Method framework for the separation of uncertainties in the eFLaG’s dataset

2.1 River flow projections for the UK

2.1.1 UKCP18 climate projections

The eFLaG hydrological projections were derived from the UKCP18 ‘Regional’ PPE dataset representing the state-of-the-art in future climate projections for the UK. The regional PPE contains 12 ensemble members representing variations in the boundary conditions of the Met Office Hadley Centre climate model. The original UKCP18 precipitation data were bias-corrected to ensure the resulting daily time series of precipitation and potential evapotranspiration (PET) required for hydrological modelling better reflect observations. The bias-correction followed an approach previously used in the UK and is described briefly herein with full details presented in Hannaford et al. (2023). A monthly mean approach was used with change factors calculated between RCM and observed data for every grid cell over the period 1981–2010. Change factor grid smoothing was applied using weighted combinations of the original value and neighbouring cells to prevent discontinuities. Simulated RCM precipitation time series were then multiplied by the factor grid for each month. PET was calculated using input variables from the regional PPE and according to the approach used by CHESS (Robinson et al. 2016). The 12-km regional PPE data were also downscaled spatially to the 1-km resolution necessary as input to hydrological models for simulating flows in some relatively small catchments.
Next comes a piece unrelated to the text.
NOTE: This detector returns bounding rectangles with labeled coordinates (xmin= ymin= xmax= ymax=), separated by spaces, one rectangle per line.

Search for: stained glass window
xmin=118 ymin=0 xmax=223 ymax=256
Downscaling was performed using the distribution of standard-period average annual rainfall (SAAR) (Bell et al. 2007; Kay and Crooks 2014).

The processing described above resulted in 1 km grids of daily precipitation and PET for the whole of the UK spanning a timeframe of December 1980 to November 2080 for each of the 12 ensemble members. Whilst these gridded data were used to drive the distributed G2G model, the lumped catchment models (GR4J, GR6J, PDM) required catchment average driving data. Following a spatial averaging process using catchment shapefiles, one precipitation and one PET time series were generated for each catchment and each of the 12 ensemble members.

Of particular relevance for this study contrasting climate model uncertainty with hydrological model uncertainty, it is important to note that neither the Regional PPE nor its bias-corrected product comprehensively represent the full range of climate model uncertainty. This is because the 12 ensemble members only represent boundary condition variability within the same climate model, rather than a range of model structures or processes. Similarly, the climate model data are based only on the RCP8.5 emissions scenario, a relatively high emissions scenario which does not allow for the possibility of emissions reductions in future.

2.1.2 Hydrological modelling

Four hydrological models were driven by the UKCP18 climate data in order to generate a multi-model ensemble of past, present and future river flows (the ‘simrcm’).

The distributed ‘Grid-2-Grid’ model (G2G) is a gridded model at 1 km spatial resolution providing coverage of Great Britain. G2G does not cover catchments in Northern Ireland thus all results for this model are run across the 186 GB catchments in the eFLaGs dataset. In contrast to the other models, G2G simulates naturalised river flows since it is not calibrated to observations (therefore implicitly incorporating artificial influences into flow estimates). In addition, of the four models applied herein, G2G is the only one to produce gridded estimates of flows, although for comparability with the other three models in this study, flows are extracted at the catchment outlet locations. G2G has been demonstrated to perform acceptably in a range of previous drought and low flow assessments in the UK (e.g., Bell et al. 2018; Rudd et al. 2019).

The lumped catchment ‘Probability Distributed Model’ (PDM) is a very flexible modelling framework that can adopt a wide variety of different model structures. These configurations were explored as part of the setup process and the most appropriate one selected from a range of options as identified following multiple rounds of calibration.

Two models from the ‘airGR’ family (Coron et al. 2017) were selected for use in the eFLaG multi-model ensemble: GR4J and GR6J, with the number identifying how many parameters are available to calibrate. Simple to understand and relatively easy to calibrate, they have previously been applied on numerous occasions to simulate the full range of river flows (e.g., Harrigan et al. 2018, Anglian Water Drought Plan, 2021).

Comprehensive information on hydrological model setup for the eFLaG projections are provided by Hannaford et al. (2023).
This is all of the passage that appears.